The catalytic activity of GDP/GTP exchange factors (GEFs) is considered critical to maintain the typically high activity of Rho GTPases found in cancer cells. However, the large number of them has made it difficult to pinpoint those playing proactive, nonredundant roles in tumors. In this work, we have investigated whether GEFs of the Vav subfamily exert such specific roles in skin cancer. Using genetically engineered mice, we show here that Vav2 and Vav3 favor cooperatively the initiation and promotion phases of skin tumors. Transcriptomal profiling and signaling experiments indicate such function is linked to the engagement of, and subsequent participation in, keratinocyte-based autocrine/paracrine programs that promote epidermal proliferation and recruitment of pro-inflammatory cells. This is a pathology-restricted mechanism because the loss of Vav proteins does not cause alterations in epidermal homeostasis. These results reveal a previously unknown Rho GEF-dependent pro-tumorigenic mechanism that influences the biology of cancer cells and their microenvironment. They also suggest that anti-Vav therapies may be of potential interest in skin tumor prevention and/or treatment.

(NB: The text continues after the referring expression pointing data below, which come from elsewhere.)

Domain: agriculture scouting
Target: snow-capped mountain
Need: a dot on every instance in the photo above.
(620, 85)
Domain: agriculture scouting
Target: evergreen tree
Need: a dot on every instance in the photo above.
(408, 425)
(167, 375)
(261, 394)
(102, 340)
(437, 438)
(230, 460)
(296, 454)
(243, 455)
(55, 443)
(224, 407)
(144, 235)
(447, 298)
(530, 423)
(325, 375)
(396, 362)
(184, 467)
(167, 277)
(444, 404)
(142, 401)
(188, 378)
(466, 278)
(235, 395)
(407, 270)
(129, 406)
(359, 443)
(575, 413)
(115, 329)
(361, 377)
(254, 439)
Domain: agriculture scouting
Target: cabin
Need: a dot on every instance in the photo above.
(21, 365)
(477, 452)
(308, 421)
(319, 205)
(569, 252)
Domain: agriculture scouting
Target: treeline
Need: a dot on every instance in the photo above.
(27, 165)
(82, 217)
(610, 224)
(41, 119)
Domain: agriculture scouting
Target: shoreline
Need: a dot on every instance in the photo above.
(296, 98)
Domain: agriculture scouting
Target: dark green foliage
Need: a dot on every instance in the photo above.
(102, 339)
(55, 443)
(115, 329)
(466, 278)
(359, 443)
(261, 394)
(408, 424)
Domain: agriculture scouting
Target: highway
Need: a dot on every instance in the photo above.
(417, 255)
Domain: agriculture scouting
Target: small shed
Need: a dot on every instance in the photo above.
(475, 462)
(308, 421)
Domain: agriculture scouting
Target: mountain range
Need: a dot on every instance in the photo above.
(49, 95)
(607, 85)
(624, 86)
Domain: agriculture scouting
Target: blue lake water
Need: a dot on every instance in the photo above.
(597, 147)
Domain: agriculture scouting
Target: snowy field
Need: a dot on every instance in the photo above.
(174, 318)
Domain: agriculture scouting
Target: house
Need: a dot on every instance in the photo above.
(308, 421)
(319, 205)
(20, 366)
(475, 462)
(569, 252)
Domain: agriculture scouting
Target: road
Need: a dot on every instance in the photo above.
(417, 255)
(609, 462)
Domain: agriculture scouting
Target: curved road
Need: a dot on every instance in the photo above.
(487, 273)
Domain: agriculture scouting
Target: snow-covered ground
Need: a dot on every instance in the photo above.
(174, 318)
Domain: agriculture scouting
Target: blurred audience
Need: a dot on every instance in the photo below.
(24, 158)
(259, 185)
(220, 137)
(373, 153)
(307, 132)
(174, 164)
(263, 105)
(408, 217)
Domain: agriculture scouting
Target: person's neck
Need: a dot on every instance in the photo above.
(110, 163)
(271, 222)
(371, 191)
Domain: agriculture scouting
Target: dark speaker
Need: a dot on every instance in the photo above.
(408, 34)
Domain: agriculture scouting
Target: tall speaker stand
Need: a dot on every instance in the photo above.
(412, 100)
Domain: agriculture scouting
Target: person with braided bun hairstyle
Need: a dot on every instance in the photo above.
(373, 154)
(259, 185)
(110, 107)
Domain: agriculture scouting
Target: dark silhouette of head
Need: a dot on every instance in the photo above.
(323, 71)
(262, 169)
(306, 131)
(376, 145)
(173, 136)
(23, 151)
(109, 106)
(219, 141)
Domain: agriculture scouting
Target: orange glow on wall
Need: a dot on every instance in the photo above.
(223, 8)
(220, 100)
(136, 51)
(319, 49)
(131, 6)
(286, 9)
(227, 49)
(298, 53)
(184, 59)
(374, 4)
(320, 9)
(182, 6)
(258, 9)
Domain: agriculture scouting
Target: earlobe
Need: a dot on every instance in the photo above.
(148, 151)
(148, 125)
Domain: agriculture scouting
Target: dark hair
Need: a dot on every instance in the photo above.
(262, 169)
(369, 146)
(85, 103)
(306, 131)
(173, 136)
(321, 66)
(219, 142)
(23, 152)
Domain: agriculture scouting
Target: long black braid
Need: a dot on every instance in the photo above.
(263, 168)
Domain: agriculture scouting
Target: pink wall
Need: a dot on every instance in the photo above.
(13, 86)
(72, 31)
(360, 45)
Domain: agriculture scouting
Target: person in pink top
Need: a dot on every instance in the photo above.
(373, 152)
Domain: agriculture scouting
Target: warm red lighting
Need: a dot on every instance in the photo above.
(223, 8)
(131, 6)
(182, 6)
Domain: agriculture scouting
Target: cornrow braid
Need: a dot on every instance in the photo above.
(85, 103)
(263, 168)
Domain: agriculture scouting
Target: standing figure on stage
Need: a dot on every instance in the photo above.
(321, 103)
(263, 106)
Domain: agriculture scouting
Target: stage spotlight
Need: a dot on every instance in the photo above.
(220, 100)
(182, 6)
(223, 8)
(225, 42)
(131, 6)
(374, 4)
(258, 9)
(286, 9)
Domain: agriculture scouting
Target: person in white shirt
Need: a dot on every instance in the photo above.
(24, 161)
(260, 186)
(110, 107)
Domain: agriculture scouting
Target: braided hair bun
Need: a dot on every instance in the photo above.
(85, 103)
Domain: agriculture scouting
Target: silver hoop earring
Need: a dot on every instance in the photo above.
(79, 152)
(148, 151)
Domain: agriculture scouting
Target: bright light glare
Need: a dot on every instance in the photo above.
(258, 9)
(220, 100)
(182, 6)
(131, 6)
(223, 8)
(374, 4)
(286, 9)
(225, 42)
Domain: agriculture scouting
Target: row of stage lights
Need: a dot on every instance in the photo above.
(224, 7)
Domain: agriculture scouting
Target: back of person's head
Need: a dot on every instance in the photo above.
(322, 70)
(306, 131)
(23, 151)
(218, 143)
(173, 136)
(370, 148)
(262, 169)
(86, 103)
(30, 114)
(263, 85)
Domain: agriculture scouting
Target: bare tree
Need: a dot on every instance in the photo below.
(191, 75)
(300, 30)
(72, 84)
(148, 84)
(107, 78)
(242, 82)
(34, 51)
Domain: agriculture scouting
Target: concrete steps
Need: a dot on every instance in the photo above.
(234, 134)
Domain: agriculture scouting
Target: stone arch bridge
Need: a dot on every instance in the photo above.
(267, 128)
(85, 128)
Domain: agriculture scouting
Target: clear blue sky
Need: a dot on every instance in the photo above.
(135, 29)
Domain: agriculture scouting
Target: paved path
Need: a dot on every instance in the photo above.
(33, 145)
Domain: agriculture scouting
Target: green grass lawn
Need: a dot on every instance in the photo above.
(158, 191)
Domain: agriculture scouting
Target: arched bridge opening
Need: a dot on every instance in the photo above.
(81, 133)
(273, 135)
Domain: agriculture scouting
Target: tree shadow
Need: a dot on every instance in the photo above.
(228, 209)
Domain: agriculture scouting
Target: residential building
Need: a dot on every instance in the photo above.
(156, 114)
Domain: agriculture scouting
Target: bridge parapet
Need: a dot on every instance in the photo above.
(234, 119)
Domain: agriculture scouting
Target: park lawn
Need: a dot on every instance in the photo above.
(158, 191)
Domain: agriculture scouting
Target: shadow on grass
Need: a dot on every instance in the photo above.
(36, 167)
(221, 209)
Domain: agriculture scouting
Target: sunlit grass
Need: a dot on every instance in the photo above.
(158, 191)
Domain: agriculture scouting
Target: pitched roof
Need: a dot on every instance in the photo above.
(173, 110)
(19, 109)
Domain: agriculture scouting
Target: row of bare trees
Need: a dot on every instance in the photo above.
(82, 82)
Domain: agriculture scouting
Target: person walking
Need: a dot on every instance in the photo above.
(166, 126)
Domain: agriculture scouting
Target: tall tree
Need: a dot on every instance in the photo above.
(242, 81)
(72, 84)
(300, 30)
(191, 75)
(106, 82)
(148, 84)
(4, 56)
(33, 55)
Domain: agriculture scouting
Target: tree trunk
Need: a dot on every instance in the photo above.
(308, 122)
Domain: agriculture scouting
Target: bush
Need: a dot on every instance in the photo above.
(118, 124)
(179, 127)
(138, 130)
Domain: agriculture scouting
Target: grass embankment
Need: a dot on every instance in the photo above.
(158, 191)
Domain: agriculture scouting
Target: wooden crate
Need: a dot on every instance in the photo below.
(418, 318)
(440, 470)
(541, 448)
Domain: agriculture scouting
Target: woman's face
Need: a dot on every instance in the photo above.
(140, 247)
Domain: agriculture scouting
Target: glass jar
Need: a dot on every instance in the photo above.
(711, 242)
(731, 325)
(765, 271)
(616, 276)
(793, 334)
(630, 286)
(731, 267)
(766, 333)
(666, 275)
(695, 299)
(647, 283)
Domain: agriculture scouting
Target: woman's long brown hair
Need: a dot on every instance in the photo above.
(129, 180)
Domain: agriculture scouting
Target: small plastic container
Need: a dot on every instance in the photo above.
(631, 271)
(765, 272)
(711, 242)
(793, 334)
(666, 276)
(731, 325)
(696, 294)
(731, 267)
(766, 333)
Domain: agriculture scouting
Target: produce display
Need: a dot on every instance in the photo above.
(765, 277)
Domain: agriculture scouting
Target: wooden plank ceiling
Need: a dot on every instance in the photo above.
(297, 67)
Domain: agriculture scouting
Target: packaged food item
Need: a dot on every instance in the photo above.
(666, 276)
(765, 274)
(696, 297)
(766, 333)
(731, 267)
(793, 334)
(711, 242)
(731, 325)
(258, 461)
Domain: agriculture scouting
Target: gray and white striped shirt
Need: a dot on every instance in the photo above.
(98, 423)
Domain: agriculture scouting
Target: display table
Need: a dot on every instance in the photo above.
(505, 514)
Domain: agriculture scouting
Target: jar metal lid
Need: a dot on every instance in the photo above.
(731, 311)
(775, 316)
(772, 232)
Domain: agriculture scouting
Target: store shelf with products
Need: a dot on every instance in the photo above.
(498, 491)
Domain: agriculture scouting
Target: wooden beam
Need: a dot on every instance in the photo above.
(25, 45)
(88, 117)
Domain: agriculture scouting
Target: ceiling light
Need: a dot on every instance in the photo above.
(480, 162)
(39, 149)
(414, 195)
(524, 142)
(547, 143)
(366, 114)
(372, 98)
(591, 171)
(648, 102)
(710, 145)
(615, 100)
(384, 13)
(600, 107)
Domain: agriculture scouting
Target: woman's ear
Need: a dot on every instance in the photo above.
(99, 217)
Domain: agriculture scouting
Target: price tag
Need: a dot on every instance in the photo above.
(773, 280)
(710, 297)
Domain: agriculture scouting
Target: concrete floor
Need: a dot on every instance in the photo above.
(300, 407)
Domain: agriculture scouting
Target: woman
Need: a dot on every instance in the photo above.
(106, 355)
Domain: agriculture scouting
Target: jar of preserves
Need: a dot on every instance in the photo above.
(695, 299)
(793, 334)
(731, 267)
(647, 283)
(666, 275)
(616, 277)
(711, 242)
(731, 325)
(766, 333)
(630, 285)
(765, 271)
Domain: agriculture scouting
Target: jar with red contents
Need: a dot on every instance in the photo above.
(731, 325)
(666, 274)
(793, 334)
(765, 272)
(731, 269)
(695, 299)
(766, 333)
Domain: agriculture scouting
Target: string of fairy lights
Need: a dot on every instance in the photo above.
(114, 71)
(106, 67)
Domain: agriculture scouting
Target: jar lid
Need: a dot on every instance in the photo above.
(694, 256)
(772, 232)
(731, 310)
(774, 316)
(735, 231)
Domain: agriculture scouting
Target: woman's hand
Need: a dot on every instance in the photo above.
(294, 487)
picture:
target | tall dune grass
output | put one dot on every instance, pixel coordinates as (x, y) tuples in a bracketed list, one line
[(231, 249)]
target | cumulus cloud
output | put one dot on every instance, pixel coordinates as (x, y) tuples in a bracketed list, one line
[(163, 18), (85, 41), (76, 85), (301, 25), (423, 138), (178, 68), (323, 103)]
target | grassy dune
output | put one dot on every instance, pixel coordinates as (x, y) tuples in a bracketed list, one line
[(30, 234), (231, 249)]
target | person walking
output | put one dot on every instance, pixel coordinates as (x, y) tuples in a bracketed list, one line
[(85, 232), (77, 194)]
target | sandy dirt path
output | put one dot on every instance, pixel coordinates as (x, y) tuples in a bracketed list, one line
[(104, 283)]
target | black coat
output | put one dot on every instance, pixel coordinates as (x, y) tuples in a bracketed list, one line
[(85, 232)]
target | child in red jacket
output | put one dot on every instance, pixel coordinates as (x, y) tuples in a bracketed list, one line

GDP/GTP exchange factors (GEFs) involved in Rho GTPase activation have been traditionally considered as potential anticancer drug targets. However, little is known about the best GEFs to inhibit in different tumor types, the pro-tumorigenic programs that they regulate, and the collateral effects that inactivation may induce in healthy tissues. Here, we investigate this issue in HRas-dependent skin tumors using genetic techniques. Despite the large number of Rho GEFs present in both normal and tumoral epidermis, we demonstrate that the co-expression of the exchange factors Vav2 and Vav3 is critical for the development of this tumor type. We also identify a previously unknown Vav-dependent autocrine/paracrine program that favors keratinocyte survival/proliferation and the formation of an inflammatory state during the initiation and promotion phases of this tumor. Finally, our results indicate that inactivation of Vav proteins is innocuous for the homeostasis of normal epidermis. Taken together, these results imply that Vav protein-based therapies may be of interest for skin tumor prevention and/or treatment.